As with most people, I’ve had a friendship that took advantage and hurt me pretty badly. That, as with all life, is part of our spiritual growth. Even though I look at it in that light, it still leaves me feeling uneasy. Any time you have a loved one, friend or otherwise, that uses you for their own means and then lies about it to hide their guilt, even I, a good psychic, has to feel awful at being done that way. You want to give friends more than the benefit of a doubt but sometimes you just can’t.
My two friends are husband and wife. You probably know what happened. When you’re my friend and we’re talking, the psychic comes out. With me, I’m psychic twenty-four-seven. One day while talking with him, I saw another woman and mentioned it to him. Because I didn’t want to believe he would do that to her and because the other woman looked a lot like her, I gave him the benefit of a doubt. That is until he wanted me to side with him and his wife called and asked me point blank about our conversation. I was in the middle with no way out and I can’t lie. Guess I could but let’s say, I choose not to. Anyway, after two cases of hives because I love these two so much, I said goodbye and tried not to look back.

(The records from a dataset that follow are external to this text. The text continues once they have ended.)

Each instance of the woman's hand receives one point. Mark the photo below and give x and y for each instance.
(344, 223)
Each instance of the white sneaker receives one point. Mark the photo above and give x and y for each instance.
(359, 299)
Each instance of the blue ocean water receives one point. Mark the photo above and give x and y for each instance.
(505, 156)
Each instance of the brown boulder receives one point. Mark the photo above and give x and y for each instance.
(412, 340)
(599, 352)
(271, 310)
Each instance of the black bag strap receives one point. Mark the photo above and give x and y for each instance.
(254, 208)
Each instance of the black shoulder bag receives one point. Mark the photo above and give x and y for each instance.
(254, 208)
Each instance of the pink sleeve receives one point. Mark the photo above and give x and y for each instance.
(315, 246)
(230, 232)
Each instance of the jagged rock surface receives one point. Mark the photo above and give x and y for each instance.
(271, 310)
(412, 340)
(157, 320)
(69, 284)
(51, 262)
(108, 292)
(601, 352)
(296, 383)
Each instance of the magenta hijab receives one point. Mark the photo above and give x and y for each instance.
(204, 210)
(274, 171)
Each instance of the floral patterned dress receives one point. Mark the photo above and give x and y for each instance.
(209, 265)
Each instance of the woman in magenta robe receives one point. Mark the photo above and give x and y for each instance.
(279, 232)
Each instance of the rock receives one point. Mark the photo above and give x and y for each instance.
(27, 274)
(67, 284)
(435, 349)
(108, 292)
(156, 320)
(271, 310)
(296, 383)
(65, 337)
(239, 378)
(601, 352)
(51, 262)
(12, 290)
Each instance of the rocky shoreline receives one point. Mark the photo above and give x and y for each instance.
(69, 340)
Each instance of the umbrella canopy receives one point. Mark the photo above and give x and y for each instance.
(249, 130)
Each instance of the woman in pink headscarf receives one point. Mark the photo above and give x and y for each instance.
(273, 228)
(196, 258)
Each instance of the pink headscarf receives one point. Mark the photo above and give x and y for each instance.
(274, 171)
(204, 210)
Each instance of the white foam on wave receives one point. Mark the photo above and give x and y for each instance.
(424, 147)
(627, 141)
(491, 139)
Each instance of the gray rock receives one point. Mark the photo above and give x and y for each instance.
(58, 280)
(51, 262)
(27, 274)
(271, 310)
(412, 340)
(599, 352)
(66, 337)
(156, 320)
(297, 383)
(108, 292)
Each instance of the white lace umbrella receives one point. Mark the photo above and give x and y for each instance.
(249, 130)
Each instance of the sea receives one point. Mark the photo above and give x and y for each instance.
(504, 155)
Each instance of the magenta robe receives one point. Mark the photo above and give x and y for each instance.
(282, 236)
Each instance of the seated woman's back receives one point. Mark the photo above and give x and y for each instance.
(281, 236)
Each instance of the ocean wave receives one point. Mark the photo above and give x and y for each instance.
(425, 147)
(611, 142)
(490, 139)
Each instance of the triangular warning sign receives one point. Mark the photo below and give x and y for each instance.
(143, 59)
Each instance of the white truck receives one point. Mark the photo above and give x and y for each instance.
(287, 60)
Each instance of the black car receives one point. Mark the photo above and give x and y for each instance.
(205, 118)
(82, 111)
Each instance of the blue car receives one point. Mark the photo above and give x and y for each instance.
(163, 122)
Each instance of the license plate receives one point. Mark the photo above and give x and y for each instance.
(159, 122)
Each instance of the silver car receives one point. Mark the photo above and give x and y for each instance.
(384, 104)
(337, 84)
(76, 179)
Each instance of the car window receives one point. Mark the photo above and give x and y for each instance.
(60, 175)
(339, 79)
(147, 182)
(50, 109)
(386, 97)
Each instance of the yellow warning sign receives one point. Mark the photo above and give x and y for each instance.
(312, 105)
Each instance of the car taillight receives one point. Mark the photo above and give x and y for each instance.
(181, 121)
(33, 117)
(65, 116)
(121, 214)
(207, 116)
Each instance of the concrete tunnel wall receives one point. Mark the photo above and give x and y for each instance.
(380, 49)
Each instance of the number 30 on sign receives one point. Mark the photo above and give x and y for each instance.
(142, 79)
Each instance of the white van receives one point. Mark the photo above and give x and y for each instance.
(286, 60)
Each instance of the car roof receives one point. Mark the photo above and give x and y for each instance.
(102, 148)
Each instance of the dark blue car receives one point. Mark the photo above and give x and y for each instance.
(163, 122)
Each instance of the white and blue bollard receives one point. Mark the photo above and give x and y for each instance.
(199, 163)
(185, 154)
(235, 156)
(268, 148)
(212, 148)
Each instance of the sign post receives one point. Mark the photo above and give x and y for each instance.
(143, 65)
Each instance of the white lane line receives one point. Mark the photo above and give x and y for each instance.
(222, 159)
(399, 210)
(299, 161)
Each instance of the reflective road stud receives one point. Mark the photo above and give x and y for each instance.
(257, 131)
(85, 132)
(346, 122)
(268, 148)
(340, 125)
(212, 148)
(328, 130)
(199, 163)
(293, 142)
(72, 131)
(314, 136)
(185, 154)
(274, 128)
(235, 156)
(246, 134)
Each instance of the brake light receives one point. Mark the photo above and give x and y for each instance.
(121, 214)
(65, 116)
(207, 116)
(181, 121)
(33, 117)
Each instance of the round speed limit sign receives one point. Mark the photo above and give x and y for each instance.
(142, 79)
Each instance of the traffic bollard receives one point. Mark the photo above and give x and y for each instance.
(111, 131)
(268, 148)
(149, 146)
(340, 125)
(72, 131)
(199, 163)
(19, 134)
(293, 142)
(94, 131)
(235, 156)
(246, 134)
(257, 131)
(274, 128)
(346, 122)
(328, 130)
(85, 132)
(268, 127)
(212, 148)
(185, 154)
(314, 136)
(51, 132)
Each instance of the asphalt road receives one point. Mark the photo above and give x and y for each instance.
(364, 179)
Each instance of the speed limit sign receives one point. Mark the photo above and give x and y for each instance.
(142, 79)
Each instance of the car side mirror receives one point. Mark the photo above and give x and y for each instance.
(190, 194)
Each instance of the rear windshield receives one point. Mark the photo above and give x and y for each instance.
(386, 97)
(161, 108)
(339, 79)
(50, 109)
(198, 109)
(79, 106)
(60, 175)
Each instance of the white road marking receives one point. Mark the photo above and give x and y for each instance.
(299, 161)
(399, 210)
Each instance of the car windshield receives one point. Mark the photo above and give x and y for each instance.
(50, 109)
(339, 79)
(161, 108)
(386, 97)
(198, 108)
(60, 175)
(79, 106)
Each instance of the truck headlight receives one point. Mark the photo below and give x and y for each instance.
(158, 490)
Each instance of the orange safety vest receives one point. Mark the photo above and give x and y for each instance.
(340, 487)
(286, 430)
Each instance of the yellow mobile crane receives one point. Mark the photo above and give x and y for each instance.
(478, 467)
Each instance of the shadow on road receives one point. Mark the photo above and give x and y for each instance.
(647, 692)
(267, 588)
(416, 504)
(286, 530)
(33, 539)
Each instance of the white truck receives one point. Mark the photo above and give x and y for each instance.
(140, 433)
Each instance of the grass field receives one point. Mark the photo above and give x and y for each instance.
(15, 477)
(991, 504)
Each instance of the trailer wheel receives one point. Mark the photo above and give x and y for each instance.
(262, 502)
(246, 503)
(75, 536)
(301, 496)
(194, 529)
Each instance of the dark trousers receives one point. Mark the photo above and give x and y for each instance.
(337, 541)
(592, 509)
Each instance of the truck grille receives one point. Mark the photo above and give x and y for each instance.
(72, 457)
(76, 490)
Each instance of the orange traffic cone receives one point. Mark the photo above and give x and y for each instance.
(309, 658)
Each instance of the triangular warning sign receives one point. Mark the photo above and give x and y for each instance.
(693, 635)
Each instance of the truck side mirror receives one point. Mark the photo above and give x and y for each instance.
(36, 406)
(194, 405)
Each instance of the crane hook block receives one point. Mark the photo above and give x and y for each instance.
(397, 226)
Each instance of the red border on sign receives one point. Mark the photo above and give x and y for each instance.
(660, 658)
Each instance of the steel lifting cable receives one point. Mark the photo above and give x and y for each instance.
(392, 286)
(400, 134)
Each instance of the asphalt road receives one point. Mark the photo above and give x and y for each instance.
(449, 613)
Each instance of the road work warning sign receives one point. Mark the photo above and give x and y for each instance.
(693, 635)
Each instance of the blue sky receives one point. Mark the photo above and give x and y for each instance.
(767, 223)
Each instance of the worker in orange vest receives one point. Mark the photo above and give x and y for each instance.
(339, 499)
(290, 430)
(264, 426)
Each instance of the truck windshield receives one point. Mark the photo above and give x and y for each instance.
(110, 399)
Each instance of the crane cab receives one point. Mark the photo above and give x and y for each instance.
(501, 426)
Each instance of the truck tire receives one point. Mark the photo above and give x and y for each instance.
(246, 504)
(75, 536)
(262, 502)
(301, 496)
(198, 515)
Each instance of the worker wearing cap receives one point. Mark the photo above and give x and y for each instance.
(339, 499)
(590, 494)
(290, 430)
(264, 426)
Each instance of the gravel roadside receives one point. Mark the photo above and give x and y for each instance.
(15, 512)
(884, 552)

That was about four years ago. After Claude had the stroke, the wife came to see me and wanted to make up but she said, she wanted me to give her husband a reading too. She didn’t even seem to care that I had a lot going through a lot with Claude at the time. That hurt too because the four of us had always been close. When she saw how I felt about her asking me to read for her husband, who, by the way, had called me all manner of names including a liar, she told me that she was sorry and wouldn’t ask that of me again. To me though, the damage had been done. I told her that she was the one who’d hurt me. Her husband was lashing out because he thought I’d betrayed him even though he knew how close she and I were.
Just because they were gone from my life, because you know how much stress I’ve seen in the last four years because of Claude’s illness, didn’t mean I didn’t still think of them and love them. But I didn’t need the stress of the two of them added to other; let’s call them, spiritual growth spurts. So, I’ve stayed away. At any rate her husband just added to that with an email. He told me that he was sorry for his part and that I need to get over it. No, I’m not kidding. That’s the way he put it in so many words.
What I haven’t told you is that we’re going through some more issues with Claude. Seems the four of us tend to step in on each other at some extraordinary times. I do miss them but I don’t need the added stress. What do think I should do?